8. Note that when the periosteum is left intact, ribs routinely regenerate; Adam did not have to walk around with a defective ribcage. See the booklet Adam’s Rib: Creation and the Human Body on creation.com/store.

9. That does not mean that God is not involved when things occur “naturally,” but it does not involve the extraordinary operation of God as in miracles like raising the dead, and creation itself.

10. The rare and tragic cases of truly “feral” children, those only ever having interaction with wild animals rather than humans, show the need for human contact to develop language. If left for too many years before being reclaimed by society, they may never learn to speak. 

11. Some have speculated that the original language was Hebrew, but we can’t know for certain what it was or whether it even survived the Babel event. Even if it did, languages can become extinct. 

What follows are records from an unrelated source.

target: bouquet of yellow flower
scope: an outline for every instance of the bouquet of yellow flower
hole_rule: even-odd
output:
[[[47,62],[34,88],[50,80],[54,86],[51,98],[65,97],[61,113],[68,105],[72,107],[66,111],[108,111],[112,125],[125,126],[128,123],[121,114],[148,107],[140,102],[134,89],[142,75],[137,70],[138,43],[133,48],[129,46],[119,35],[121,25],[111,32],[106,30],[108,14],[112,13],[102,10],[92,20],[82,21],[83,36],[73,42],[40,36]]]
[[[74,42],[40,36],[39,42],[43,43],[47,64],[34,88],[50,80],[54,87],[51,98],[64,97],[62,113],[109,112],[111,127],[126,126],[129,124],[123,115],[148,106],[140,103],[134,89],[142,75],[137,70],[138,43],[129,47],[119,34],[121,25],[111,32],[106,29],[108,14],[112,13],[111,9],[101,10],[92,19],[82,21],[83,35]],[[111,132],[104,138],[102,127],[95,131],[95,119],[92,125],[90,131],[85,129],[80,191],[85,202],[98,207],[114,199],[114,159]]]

12. This provides an obvious answer to the Bible critic’s claim that Adam could not have known what death was when God warned him of it. It is also relevant to any discussion of Adam naming some (not all) of the kinds (not species) of creatures as God brought them to him.  

13. Globalization and television operate to oppose this by moving languages closer together again but in a different way—e.g., since WW2, hundreds of English words have found their way into the German language.

14. See creation.com/bird-brain-matches-chimps.

Dr. Carl Wieland is the Managing Director of Creation Ministries International (CMI) in Brisbane, Australia. Originally a medical doctor; he has headed the Australian Creation ministry for more than twenty years. A well-known speaker and writer on Creation issues, he also served as a director of one of the largest Creation organizations in the USA while it was still a part of the same grouping. CMI currently consists of seven international affiliates, including an office in Atlanta. The Creation magazine he founded now reaches subscribers in more than 140 countries.